What you might find is that some dealerships aren’t closing outright — they’re just losing the Chrysler side of their business, as the Jeep-Volvo-Volkswagon dealer near me will be.  That’s still a big hit in product supply, of course, but the reports that say unambiguously that 3,000 dealerships are going out of business seem to miss the nuance: 3,000 dealerships will lose supply of brand-new G.M. and Chrysler vehicles, but the industry is so cross-pollinated now that it doesn’t automatically mean 3,000 dealerships will fold.  It will be a huge loss for these businesses, which will also (presumably) lose financing arrangements through GMAC, but it’s not the end of the road for every one.
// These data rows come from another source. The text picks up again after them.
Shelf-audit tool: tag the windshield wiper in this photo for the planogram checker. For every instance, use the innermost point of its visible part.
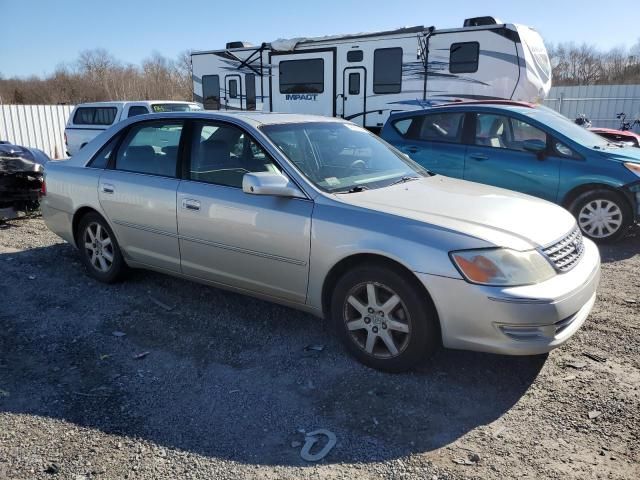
(354, 189)
(404, 179)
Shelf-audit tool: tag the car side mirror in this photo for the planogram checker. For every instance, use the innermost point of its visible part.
(269, 183)
(535, 146)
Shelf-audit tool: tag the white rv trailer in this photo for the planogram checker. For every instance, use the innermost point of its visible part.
(365, 77)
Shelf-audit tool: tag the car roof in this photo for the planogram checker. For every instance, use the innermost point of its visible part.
(124, 102)
(253, 118)
(469, 106)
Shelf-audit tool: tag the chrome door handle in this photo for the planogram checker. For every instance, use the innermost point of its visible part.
(190, 204)
(108, 188)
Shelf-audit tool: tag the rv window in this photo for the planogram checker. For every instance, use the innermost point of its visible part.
(95, 115)
(463, 57)
(354, 56)
(354, 84)
(211, 92)
(233, 89)
(387, 70)
(250, 81)
(302, 76)
(403, 125)
(137, 110)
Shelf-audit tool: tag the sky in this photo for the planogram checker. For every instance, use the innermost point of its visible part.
(38, 35)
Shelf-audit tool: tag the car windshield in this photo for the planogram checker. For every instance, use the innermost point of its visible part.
(341, 157)
(175, 107)
(566, 127)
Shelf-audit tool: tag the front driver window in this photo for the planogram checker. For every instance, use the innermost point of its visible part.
(222, 154)
(500, 131)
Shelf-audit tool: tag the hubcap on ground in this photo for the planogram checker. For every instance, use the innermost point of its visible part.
(377, 320)
(99, 247)
(600, 218)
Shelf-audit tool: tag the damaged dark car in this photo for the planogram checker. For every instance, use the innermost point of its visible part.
(21, 174)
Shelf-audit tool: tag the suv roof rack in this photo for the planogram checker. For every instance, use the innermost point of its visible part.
(514, 103)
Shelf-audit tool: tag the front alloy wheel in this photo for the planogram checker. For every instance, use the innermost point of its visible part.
(377, 320)
(384, 317)
(602, 215)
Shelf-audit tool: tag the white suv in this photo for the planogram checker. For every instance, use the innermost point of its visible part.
(87, 120)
Yet G.M. in particular seems to be ready to cut off its smallest dealerships, those that sell only a few dozen cars a year and are probably likely to be heavily tied to one brand.  While that makes perfect business sense, I wonder if won’t also contribute to the declining economy in the middle of the country, where, like the slogan says at one my old hometown car-dealerships, “a handshake is still a deal.”  Small dealerships are everywhere in the Midwest, and while they do a fair trade in used cars, there’s still a culture of The Car Dealer, the small town salesman who can talk you into a new Cadillac when you came in for a tire rotation, that seems sure to die.

Fiat’s Chrysler Buy: Just the Ideas, Ma’am

Here’s the question that matters this week: If you had $14,000, would you buy this car?

Fiat 500 - by Matthias93 from Wikimedia
It’s the Fiat 500, and the concept most likely to be coming soon to a Chrysler plant near you, should the Fiat/Chrysler merger come together.  Sergio Marchionne, Fiat’s CEO, has been saying since last year that he’d like to bring the 500 to the American market.  And Chrysler’s been encouraged by the government to produce smaller, more fuel-efficient cars pronto.  The 500, which would fit in my car’s trunk, gets 46 miles to the gallon on its base model (a more eco-friendly version gets 67 mpg, with carbon emissions nearly equal to a Smart car).  Did I mention it currently goes for 10,500 euro ($14,000)?

The 500 and its Fiat brethren (The Fiat Panda seems a likely companion, but only for people who never listen to Top Gear’s Jeremy Clarkson) are the future of Chrysler.  They are, in fact, what Fiat is “buying” into Chrysler with — the company is offering no money at all to take a 20 percent stake in the company.  Instead, they’re offering concepts and techonology — $10 billion worth.

It’s probably a good deal.  The government viability report [.pdf] on Chrysler mentioned again and again that the company was, basically, out of ideas.  It spent everything it had to keep pace with its larger competitors, putting everything it had into production, so that it had cut back sadly and deeply on research and development.  The merger will offer Chrysler a way back into the new-car market, putting its plants to work on constructing cars based on Fiat-researched models.  What we’ll get won’t be the 500 — Ford took that name already — but a twist on it, a Fiat with the familiar Chrysler wings on front.  Sounds like a happy ending, right?

Except what we’ve come to is that an Italian company is going to buy an American car-maker not on the strength of its money, but on the value of its ideas.  In that respect, it’s hard to think of Fiat as the savior of the American manufacturing industry.  If innovation is the problem, well, it’s hard to think of a way to save the industry at all.